Can J Anaesth. 2025 May 28. doi: 10.1007/s12630-025-02957-9.
General anesthesia combined with peripheral nerve blocks has become a common anesthesia regimen for knee replacement surgery. Its association with high-risk isolated distal deep venous thrombosis (IDDVT) remains uncertain.
In this cohort study, we obtained consecutive data from the electronic inpatient records of Shenzhen Second People's Hospital, including adults who underwent knee arthroplasty from 1 September 2019 to 31 August 2021. The primary outcome was the incidence of high-risk IDDVT. We compared the outcomes in patients who received general anesthesia combined with nerve blocks with those in patients who received neuraxial anesthesia without nerve blocks, using a multivariable regression model with inverse probability weighting according to the propensity score.
Of the 848 patients who underwent knee arthroplasty, 330 were excluded because they lacked thrombus testing or had received other types of anesthesia. Of the remaining 518 patients, 267/518 (52%) received general anesthesia combined with nerve blocks and 251/518 (48%) received neuraxial anesthesia with no nerve blocks. A total of 99 patients developed high-risk IDDVT. In the primary multivariable analysis with inverse probability weighting according to the propensity score, general anesthesia combined with nerve blocks was associated with a significantly reduced high-risk IDDVT compared with neuraxial anesthesia without nerve blocks (odds ratio, 0.50; 95% confidence interval, 0.31 to 0.81; P = 0.005). The results of multiple sensitivity analyses were similar between the two cohorts. E-value analysis suggested robustness to unmeasured confounding.

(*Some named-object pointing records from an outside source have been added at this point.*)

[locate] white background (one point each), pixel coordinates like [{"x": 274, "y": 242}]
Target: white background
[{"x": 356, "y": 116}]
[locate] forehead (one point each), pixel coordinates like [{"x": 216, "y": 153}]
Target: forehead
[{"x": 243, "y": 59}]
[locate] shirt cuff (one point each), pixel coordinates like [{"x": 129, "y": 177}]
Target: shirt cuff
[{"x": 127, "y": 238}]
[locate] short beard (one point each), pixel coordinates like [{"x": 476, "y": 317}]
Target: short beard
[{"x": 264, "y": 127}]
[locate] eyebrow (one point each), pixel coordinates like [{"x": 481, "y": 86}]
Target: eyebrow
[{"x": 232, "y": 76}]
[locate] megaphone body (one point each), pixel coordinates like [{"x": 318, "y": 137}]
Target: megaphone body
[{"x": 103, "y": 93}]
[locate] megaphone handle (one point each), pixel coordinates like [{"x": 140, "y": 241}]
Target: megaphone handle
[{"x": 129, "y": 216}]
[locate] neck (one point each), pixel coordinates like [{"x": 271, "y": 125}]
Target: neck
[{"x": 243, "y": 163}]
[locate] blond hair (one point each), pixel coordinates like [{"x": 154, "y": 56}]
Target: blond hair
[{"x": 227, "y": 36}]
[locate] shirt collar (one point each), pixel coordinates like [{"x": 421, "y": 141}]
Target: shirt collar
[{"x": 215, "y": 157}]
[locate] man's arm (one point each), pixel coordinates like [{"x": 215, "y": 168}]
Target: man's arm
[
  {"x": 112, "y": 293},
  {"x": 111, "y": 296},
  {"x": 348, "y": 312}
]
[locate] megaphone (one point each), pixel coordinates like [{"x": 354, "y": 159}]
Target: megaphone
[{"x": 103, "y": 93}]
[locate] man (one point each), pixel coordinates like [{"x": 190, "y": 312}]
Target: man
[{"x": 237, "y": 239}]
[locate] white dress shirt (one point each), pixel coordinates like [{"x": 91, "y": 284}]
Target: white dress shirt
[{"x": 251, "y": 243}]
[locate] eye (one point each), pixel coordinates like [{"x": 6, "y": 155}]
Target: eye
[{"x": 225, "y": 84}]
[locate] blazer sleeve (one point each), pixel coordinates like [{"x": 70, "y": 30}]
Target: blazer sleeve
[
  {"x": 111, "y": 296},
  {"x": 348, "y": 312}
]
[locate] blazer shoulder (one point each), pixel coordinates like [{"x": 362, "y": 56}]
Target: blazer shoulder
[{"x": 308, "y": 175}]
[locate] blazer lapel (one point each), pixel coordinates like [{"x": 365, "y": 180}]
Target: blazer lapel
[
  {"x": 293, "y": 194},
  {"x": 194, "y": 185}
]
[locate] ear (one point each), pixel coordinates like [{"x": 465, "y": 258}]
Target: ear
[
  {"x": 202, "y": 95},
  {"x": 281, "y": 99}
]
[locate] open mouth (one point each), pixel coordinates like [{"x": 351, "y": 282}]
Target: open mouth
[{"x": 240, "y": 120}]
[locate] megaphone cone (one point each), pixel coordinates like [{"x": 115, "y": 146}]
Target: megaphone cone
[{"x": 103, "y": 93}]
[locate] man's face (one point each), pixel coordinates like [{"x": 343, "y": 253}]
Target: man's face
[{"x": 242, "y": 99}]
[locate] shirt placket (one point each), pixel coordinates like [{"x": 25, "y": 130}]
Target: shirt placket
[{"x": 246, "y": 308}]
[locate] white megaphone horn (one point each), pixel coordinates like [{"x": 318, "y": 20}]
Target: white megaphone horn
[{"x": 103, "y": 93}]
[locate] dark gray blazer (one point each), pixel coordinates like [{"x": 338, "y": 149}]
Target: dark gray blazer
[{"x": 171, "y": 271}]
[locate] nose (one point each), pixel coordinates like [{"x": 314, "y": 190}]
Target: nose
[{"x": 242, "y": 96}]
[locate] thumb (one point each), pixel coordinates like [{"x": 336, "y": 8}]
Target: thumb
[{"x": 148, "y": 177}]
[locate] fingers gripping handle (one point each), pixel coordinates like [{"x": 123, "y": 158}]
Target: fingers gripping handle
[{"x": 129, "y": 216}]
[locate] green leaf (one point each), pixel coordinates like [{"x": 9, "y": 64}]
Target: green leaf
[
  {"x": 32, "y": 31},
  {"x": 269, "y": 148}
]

Compared with neuraxial anesthesia without peripheral nerve blocks, general anesthesia combined with peripheral nerve blocks in patients undergoing knee arthroplasty was associated with a reduced incidence of high-risk IDDVT in our retrospective study. A large multicentre prospective clinical trial is needed to validate our findings.
ChiCTR.org.cn ( ChiCTR2200057006 ), first submitted 25 February 2022.
全身麻醉联合外周神经阻滞已成为膝关节置换手术的常用麻醉方案。其与高危孤立性远端深静脉血栓形成(IDDVT)的关联仍不确定。
在这项队列研究中,我们从深圳市第二人民医院的电子住院记录中获取了连续数据,包括2019年9月1日至2021年8月31日接受膝关节置换术的成年人。主要结局是高危IDDVT的发生率。我们使用倾向评分逆概率加权多变量回归模型,比较了接受全身麻醉联合神经阻滞的患者与接受无神经阻滞的椎管内麻醉的患者的结局。
在848例接受膝关节置换术的患者中,330例因缺乏血栓检测或接受了其他类型的麻醉而被排除。在其余518例患者中,267/518(52%)接受全身麻醉联合神经阻滞,251/518(48%)接受无神经阻滞的椎管内麻醉。共有99例患者发生高危IDDVT。在根据倾向评分进行逆概率加权的主要多变量分析中,与无神经阻滞的椎管内麻醉相比,全身麻醉联合神经阻滞与高危IDDVT显著降低相关(比值比,0.50;95%置信区间,0.31至0.81;P = 0.005)。两个队列的多重敏感性分析结果相似。E值分析表明对未测量的混杂因素具有稳健性。
在我们的回顾性研究中,与无外周神经阻滞的椎管内麻醉相比,膝关节置换术患者接受全身麻醉联合外周神经阻滞与高危IDDVT发生率降低相关。需要进行大型多中心前瞻性临床试验来验证我们的发现。
中国临床试验注册中心(ChiCTR.org.cn,ChiCTR2200057006),于2022年2月25日首次提交。